Even whilst on exile for her political views and activism, she was relentless in her desire to build people and communities, subsequently establishing the Isutheng Community Health Program which was used to empower local women, and aid them in growing vegetable gardens, amongst other initiatives.
Ever the academic, and in the face of all odds, she completed a Postgraduate Diploma in Tropical Hygiene and a Diploma in Public Health at the University of Witwatersrand. Fast-forward to 1996, and Dr Mamphela makes history by becoming the first black woman to hold the position of a Vice-Chancellor at a South African university!

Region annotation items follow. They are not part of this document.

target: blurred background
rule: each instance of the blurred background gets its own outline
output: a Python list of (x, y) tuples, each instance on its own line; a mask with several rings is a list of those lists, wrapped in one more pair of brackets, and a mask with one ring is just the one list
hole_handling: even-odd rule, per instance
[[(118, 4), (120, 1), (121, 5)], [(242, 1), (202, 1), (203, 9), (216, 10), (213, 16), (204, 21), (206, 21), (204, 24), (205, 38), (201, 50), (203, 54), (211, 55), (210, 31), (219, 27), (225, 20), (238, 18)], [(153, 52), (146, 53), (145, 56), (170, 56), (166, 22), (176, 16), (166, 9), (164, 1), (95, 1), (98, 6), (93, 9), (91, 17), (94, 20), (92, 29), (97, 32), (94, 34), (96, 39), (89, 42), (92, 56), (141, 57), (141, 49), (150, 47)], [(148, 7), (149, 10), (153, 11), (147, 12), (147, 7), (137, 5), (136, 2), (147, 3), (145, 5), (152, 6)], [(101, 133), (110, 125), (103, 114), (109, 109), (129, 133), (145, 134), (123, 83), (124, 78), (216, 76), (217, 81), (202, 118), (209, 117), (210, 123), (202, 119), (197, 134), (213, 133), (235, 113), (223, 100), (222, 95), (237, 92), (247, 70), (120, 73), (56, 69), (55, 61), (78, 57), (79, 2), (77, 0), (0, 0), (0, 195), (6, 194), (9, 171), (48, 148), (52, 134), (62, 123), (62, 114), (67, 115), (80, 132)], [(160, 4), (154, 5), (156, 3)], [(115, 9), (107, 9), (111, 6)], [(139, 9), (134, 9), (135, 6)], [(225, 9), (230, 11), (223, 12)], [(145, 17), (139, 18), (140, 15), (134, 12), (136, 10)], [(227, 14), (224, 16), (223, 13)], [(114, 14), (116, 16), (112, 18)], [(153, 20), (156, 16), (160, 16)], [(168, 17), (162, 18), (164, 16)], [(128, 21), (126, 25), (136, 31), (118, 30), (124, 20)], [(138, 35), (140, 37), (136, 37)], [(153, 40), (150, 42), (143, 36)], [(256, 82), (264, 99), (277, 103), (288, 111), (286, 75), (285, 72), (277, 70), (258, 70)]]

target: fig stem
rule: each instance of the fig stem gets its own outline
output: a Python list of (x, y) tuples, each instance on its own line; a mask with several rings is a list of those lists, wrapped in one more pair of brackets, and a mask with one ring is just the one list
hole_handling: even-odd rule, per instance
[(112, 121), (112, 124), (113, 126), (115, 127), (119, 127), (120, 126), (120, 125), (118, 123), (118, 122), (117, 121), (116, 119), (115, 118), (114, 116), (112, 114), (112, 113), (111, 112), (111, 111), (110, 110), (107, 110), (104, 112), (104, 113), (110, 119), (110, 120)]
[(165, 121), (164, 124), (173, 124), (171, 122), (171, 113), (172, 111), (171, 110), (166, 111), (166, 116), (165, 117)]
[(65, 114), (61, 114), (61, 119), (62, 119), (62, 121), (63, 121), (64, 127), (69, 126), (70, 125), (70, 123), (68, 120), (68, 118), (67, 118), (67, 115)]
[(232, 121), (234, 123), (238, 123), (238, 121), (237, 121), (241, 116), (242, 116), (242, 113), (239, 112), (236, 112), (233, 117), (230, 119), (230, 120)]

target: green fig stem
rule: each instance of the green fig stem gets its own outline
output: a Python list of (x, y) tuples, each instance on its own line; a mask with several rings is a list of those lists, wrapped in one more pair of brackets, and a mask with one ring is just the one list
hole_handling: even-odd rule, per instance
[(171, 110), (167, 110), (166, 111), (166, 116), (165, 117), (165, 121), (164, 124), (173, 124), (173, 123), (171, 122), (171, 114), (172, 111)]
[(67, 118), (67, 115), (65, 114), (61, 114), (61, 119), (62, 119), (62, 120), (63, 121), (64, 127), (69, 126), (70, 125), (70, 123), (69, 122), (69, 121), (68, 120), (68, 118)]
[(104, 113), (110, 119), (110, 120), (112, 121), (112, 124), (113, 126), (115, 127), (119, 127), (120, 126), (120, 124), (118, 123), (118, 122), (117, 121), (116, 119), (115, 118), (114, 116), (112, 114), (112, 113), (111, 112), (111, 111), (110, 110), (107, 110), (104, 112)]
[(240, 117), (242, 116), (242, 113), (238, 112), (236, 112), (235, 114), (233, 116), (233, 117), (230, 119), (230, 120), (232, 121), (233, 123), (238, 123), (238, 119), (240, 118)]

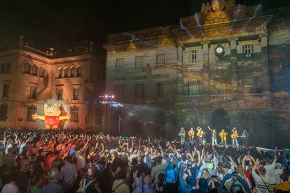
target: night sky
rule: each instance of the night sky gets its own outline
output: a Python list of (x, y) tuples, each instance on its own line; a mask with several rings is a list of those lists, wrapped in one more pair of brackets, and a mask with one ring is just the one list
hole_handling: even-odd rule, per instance
[[(23, 34), (41, 50), (67, 47), (83, 41), (106, 43), (106, 36), (134, 29), (179, 23), (200, 11), (210, 0), (0, 1), (0, 45)], [(236, 0), (262, 3), (263, 9), (290, 4), (289, 0)]]

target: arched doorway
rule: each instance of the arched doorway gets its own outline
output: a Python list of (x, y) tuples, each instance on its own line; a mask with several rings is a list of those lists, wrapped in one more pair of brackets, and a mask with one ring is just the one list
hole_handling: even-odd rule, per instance
[(166, 115), (163, 112), (155, 115), (153, 133), (157, 137), (165, 137)]
[(118, 108), (113, 114), (113, 135), (120, 135), (122, 134), (122, 110)]
[(141, 115), (134, 115), (132, 117), (133, 131), (132, 134), (134, 136), (143, 135), (143, 120)]
[[(219, 132), (221, 129), (225, 129), (229, 134), (231, 133), (230, 129), (230, 115), (223, 109), (218, 109), (212, 113), (212, 127), (217, 129)], [(229, 137), (229, 136), (228, 136)]]

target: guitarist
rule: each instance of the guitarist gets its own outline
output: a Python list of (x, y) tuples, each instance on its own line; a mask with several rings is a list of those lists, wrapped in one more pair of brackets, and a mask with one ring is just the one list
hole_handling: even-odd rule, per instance
[(248, 146), (249, 133), (248, 131), (247, 131), (245, 129), (242, 130), (241, 138), (242, 139), (242, 146), (244, 147)]
[(202, 129), (200, 127), (198, 127), (196, 129), (198, 129), (198, 133), (196, 134), (196, 136), (198, 137), (198, 141), (200, 141), (200, 143), (202, 143), (202, 136), (205, 133), (202, 131)]
[(180, 142), (181, 143), (181, 144), (184, 144), (184, 143), (185, 142), (185, 136), (186, 136), (186, 131), (184, 127), (181, 127), (180, 129), (180, 131), (178, 135), (180, 136)]
[(226, 135), (228, 134), (228, 133), (226, 133), (224, 129), (221, 129), (221, 132), (219, 133), (219, 136), (221, 137), (221, 144), (225, 145), (225, 146), (226, 147), (227, 144), (226, 144)]
[(191, 145), (193, 145), (194, 142), (194, 130), (193, 127), (191, 127), (191, 130), (188, 131), (188, 134), (189, 142), (191, 143)]
[(233, 140), (233, 148), (235, 147), (235, 143), (237, 145), (237, 148), (238, 148), (239, 143), (237, 143), (237, 138), (239, 137), (239, 134), (237, 134), (237, 130), (235, 127), (234, 129), (233, 129), (232, 131), (233, 131), (233, 134), (230, 135), (230, 137), (232, 138), (232, 140)]
[(207, 127), (207, 128), (209, 128), (209, 129), (212, 131), (212, 146), (214, 146), (214, 145), (217, 145), (216, 129), (212, 129), (209, 127)]

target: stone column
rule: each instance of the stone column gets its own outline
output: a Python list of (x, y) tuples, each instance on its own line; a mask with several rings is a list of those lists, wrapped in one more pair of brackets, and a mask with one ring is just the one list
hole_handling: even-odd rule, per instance
[(230, 48), (230, 72), (232, 73), (232, 92), (237, 96), (238, 88), (238, 72), (237, 72), (237, 38), (229, 39)]
[(260, 34), (261, 49), (262, 53), (262, 88), (263, 95), (268, 95), (270, 92), (270, 76), (269, 76), (269, 53), (268, 48), (268, 34)]
[(181, 101), (184, 95), (184, 45), (177, 44), (177, 95), (176, 100)]
[(202, 42), (202, 97), (207, 98), (209, 94), (209, 42)]

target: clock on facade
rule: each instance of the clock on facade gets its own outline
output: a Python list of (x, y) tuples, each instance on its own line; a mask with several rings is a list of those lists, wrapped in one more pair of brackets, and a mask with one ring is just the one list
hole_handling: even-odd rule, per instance
[(224, 49), (223, 46), (222, 46), (221, 45), (218, 45), (214, 48), (214, 52), (216, 53), (216, 55), (218, 57), (221, 57), (225, 54), (225, 49)]

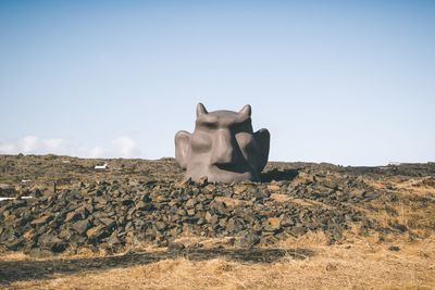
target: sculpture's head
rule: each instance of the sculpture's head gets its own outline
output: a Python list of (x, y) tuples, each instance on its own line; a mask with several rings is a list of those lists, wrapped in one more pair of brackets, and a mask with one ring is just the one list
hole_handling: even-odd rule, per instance
[(252, 130), (251, 106), (240, 112), (207, 112), (197, 106), (194, 134), (175, 135), (175, 159), (186, 178), (207, 176), (210, 181), (233, 182), (259, 180), (268, 163), (270, 134), (266, 129)]

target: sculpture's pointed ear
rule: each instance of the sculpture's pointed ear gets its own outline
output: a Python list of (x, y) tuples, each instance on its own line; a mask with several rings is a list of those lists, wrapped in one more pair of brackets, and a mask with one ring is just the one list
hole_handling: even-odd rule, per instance
[(209, 112), (207, 112), (206, 106), (202, 103), (197, 104), (197, 117), (200, 115), (207, 115)]
[(250, 117), (251, 114), (252, 114), (252, 108), (251, 108), (250, 104), (247, 104), (244, 108), (241, 108), (241, 110), (238, 113), (241, 114), (241, 115)]
[(258, 172), (261, 173), (264, 166), (268, 164), (271, 134), (268, 129), (260, 129), (253, 134), (253, 138), (256, 138), (260, 149)]
[(177, 131), (175, 134), (175, 160), (178, 162), (182, 169), (186, 169), (187, 155), (190, 146), (190, 133)]

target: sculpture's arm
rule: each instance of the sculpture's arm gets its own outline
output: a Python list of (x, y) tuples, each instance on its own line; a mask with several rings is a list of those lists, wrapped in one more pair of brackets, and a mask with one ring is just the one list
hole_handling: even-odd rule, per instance
[(256, 141), (260, 148), (258, 171), (259, 173), (261, 173), (265, 164), (268, 164), (271, 134), (269, 133), (268, 129), (260, 129), (253, 134), (253, 137), (256, 138)]
[(175, 134), (175, 160), (183, 169), (186, 169), (187, 166), (190, 136), (191, 134), (188, 131), (177, 131)]

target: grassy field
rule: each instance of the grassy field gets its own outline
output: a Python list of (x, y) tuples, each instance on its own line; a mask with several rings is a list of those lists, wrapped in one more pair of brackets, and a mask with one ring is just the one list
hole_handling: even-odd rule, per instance
[[(315, 231), (252, 249), (198, 237), (181, 238), (184, 250), (142, 245), (116, 254), (84, 249), (37, 259), (3, 249), (0, 288), (435, 289), (435, 178), (363, 178), (396, 198), (352, 206), (389, 230), (362, 230), (355, 224), (333, 243), (325, 232)], [(202, 248), (196, 249), (198, 243)]]

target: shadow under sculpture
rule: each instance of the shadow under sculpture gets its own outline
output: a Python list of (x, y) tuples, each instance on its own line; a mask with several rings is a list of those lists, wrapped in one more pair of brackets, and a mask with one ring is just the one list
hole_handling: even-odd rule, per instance
[(239, 112), (208, 112), (197, 105), (192, 134), (175, 135), (175, 159), (186, 171), (185, 177), (199, 180), (233, 182), (260, 180), (268, 163), (271, 136), (268, 129), (252, 130), (251, 106)]

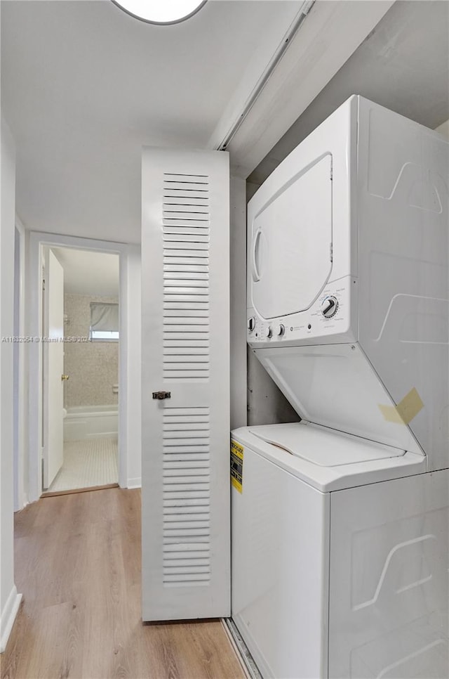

And don’t think this super nova lady has just buried her head in the sand because she is 66; in 2013, she founded a political party, and was listed as a presidential hopeful for South Africa’s 2014 presidential elections; although she has nowresigned from party politics, hope is not lost that one day a phenomenal black woman will set a new record in the South African political arena.
Amongst Dr Ramphela’s present day accomplishment includes serving on the board of mining conglomerate, Anglo-America, the Mo Ibrahim Foundation and the Alliance for a Green Revolution in Africa. In 2011, Ramphele was named as one of Forbes’ Most Powerful African Women. Amid other awards and honorary entitlements, she was also conferred with the Officer of the Legion of Honour, the highest decoration in France.
Remember I mentioned that she is an Author? Her bibliography includes:
Uprooting Poverty: The South African Challenge, published in 1989 with a Co-author and recipient of the 1990 Noma Award, an annual prize given to African writers and scholars whose work is published in Africa.
A Bed called Home, 1993; Mamphela Ramphele – A Life, 1995; Across Boundaries: The Journey of a South African Woman Leader, 1996; Steering by the Stars: Being young in South Africa, 2004; and Laying Ghosts to Rest: Dilemmas of the transformation in South Africa, published in 2008.
To watch her interview with AlJazeera English in discussion with Malawian President, Joyce Banda, go here.
With a net worth of 55 million rand from years of service in medical and corporate spheres including Chairperson | Goldfields Limited -Mining, Energy and Natural Resources, Director | Business Partners Limited, Director | Standard Bank Group Ltd and Director | Mediclinic International, Dr Mamphele’s versatility, adaptability and of course prudence is underscored.
Even now, she faces adversity and criticism because of her stint in politics, but I doubt she would be who she is or where she is if she let that deter her in times past; and neither should you!